# Is there a "standalone" Modwheel controller, without a keyboard attached?



## MA-Simon

I am switching to a new keyboard for playing (Kawai CS-4), so much better than my noisy Alesis Q88. one problem though, while it does feature Midi outputs, it does NOT come with a Modwheel controller. 

Today I went to my trusted Just Music shop in Berlin, but they where all like:
"Whut, never heard of this. Garfgarble. Why not buy an ipad." o=?

I wan't that piano.
I don't want a DAW controller with a thousand buttons and sliders I will *never* use, featuring crap keys and all that. But use it also for making music on my computer.

I then tested some small single oktave keyboards featuring modwheel controllers for compliment, but the wheels were total crap. Either to small, to jiggly, or fixed to a magnetic mid position.

How can this not be a thing???? (o)

Edit: Yes, I do own an ipod, but... I don't know if this would work and how to set that up. Also: How can i transfix it on my keyboard so it will not slide away down the floor?


----------



## maestro2be

What about something like this?

http://vmeter.net/

Maestro2be


----------



## Softmo06004

Hi,
Doepfer Modulation Wheel kit + universal Midi Control Electronics (you can add 4 continuously variable "analog" elements and a "digital" switching element).
You also have the pocket eletronic.
Best.


----------



## MA-Simon

Thank you for the replies so far!

Unfortunally vmeter is out of business and does not produce any more (so far I know).
Which would have been perfect. 

I'd rather not build my own pitchwheel controller though.


----------



## Ozymandias

MA-Simon @ Fri May 15 said:


> Edit: Yes, I do own an ipod, but... I don't know if this would work and how to set that up. Also: How can i transfix it on my keyboard so it will not slide away down the floor?

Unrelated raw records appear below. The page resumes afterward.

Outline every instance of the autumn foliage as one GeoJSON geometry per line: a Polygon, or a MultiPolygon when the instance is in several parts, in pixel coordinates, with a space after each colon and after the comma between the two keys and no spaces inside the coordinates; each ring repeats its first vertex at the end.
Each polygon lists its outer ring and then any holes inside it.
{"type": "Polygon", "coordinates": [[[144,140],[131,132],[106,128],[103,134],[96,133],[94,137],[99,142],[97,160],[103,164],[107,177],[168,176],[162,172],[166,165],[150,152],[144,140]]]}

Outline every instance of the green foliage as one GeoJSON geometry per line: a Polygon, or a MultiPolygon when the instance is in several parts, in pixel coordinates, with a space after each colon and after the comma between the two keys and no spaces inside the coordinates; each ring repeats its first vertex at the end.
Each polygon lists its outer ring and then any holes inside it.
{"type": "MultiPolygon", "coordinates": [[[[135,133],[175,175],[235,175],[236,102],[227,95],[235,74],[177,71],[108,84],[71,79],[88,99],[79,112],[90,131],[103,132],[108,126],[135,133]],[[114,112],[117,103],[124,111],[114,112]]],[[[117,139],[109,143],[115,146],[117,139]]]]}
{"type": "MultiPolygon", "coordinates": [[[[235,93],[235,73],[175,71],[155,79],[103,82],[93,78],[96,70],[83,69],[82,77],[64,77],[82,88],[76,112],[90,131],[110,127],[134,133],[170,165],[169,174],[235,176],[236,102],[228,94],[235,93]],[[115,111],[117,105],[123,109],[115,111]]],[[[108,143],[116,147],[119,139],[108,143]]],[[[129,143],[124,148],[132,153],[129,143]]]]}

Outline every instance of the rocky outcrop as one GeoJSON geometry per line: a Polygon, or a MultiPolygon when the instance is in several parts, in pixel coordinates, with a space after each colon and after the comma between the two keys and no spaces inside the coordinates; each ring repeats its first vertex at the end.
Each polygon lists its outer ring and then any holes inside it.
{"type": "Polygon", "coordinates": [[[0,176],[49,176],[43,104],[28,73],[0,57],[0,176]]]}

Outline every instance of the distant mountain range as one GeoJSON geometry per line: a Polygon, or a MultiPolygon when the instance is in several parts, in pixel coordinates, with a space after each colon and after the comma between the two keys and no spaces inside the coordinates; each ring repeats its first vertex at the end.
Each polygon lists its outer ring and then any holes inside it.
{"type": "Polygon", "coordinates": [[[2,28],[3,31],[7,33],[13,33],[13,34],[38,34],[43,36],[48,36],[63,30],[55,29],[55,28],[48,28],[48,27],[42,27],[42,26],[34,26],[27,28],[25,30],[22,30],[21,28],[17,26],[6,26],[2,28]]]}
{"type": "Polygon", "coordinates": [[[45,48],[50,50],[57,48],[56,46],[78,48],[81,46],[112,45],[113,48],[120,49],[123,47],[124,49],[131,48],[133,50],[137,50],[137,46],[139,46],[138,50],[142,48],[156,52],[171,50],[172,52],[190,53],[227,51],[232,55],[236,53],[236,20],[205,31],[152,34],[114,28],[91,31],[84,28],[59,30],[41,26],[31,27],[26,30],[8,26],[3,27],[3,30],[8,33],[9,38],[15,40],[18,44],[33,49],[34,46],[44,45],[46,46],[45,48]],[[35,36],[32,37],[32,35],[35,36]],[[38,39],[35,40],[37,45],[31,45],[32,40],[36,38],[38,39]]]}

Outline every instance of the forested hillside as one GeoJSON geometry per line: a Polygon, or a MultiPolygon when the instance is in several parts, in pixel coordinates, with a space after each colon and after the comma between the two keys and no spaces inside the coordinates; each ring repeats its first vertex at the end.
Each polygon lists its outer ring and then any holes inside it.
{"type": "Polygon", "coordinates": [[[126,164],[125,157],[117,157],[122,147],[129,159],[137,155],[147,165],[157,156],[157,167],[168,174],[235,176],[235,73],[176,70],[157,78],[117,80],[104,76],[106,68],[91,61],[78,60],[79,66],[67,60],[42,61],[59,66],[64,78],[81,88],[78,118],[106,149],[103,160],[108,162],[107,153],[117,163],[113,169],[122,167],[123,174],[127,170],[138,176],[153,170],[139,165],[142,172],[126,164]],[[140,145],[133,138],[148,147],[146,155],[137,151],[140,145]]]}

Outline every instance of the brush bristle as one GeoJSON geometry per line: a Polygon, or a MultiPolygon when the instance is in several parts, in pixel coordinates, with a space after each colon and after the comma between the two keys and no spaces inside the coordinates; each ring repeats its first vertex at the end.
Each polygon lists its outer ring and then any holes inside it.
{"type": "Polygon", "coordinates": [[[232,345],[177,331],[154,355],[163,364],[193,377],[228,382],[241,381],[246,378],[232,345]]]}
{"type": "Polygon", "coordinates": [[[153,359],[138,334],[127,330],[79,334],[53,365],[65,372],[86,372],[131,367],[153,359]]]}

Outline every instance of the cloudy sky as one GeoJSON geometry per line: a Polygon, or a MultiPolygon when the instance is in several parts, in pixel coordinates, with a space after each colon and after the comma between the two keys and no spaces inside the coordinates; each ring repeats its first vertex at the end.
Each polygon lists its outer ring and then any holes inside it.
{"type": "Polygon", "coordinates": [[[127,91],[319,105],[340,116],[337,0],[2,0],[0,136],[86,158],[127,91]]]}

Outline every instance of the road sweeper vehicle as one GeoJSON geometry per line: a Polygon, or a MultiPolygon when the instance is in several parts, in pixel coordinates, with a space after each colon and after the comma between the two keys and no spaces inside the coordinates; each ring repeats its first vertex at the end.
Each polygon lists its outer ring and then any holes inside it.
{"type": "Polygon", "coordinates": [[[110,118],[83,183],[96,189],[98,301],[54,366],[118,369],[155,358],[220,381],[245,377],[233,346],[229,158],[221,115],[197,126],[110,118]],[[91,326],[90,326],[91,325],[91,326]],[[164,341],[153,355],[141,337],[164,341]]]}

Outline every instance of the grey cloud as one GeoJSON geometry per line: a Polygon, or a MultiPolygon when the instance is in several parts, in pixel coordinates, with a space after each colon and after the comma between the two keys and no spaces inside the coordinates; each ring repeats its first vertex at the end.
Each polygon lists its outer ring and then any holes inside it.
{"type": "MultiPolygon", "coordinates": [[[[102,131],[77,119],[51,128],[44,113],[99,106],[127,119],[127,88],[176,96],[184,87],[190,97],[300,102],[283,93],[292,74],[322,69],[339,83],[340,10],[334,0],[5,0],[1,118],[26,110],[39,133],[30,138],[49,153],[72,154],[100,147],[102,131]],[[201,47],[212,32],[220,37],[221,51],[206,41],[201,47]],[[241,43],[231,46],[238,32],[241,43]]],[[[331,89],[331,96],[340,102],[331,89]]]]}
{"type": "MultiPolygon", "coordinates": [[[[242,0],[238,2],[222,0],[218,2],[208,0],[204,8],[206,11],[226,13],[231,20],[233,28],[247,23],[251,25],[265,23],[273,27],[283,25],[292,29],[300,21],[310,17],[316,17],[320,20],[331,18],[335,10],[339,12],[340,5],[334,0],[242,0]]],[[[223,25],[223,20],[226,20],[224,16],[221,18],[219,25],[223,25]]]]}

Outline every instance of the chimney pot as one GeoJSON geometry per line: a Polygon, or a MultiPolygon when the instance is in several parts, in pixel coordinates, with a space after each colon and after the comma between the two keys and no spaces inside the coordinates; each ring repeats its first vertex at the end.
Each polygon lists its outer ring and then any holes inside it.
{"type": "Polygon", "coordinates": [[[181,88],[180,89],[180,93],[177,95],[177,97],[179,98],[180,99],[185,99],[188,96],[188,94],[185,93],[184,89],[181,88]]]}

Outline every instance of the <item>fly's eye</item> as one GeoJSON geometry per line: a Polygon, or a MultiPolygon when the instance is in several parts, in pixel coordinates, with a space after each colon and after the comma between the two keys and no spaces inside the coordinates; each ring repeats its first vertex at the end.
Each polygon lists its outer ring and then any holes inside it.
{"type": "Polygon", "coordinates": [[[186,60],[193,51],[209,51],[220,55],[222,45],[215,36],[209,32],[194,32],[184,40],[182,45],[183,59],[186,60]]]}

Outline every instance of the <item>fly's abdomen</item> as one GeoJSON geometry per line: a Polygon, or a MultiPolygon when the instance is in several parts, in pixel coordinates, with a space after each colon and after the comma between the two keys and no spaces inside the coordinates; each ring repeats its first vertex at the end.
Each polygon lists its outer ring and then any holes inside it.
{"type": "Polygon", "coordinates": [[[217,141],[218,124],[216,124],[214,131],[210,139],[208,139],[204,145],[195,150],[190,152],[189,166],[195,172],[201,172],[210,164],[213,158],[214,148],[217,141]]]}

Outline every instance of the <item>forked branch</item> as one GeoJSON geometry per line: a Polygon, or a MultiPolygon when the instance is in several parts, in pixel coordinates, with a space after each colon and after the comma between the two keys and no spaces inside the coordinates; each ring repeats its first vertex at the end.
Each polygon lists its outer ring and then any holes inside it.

You could make something for it to sit on and tack it in place...


----------



## MA-Simon

> Ozymandias


Ah, thats an interesting idea!
What app are you running, and does it work with a windows pc too?


----------



## valyogennoff

What about Korg Nano Kontrol?
http://www.thomann.de/intl/korg_nanokontrol_2_black.htm


----------



## Ozymandias

MA-Simon @ Fri May 15 said:


> Ozymandias
> 
> 
> 
> Ah, thats an interesting idea!
> What app are you running, and does it work with a windows pc too?
Click to expand...


It's Lemur and it does work with Windows.


----------



## CharlesB

valyogennoff @ Fri 15 May said:


> What about Korg Nano Kontrol?
> http://www.thomann.de/intl/korg_nanokontrol_2_black.htm


Or a Samson Graphite MF8, which is comparable. I was in a similar situation some time ago and ended up getting one of those at a good price through a local music shop which was perfectly happy to procure one for me. I've got two of the sliders assigned to CC1 and 11 respectively, and have found great use of the transport controls and programmable function buttons. Good buy.


----------



## MA-Simon

Thank you! 
I will check on everything and see if it fits.


----------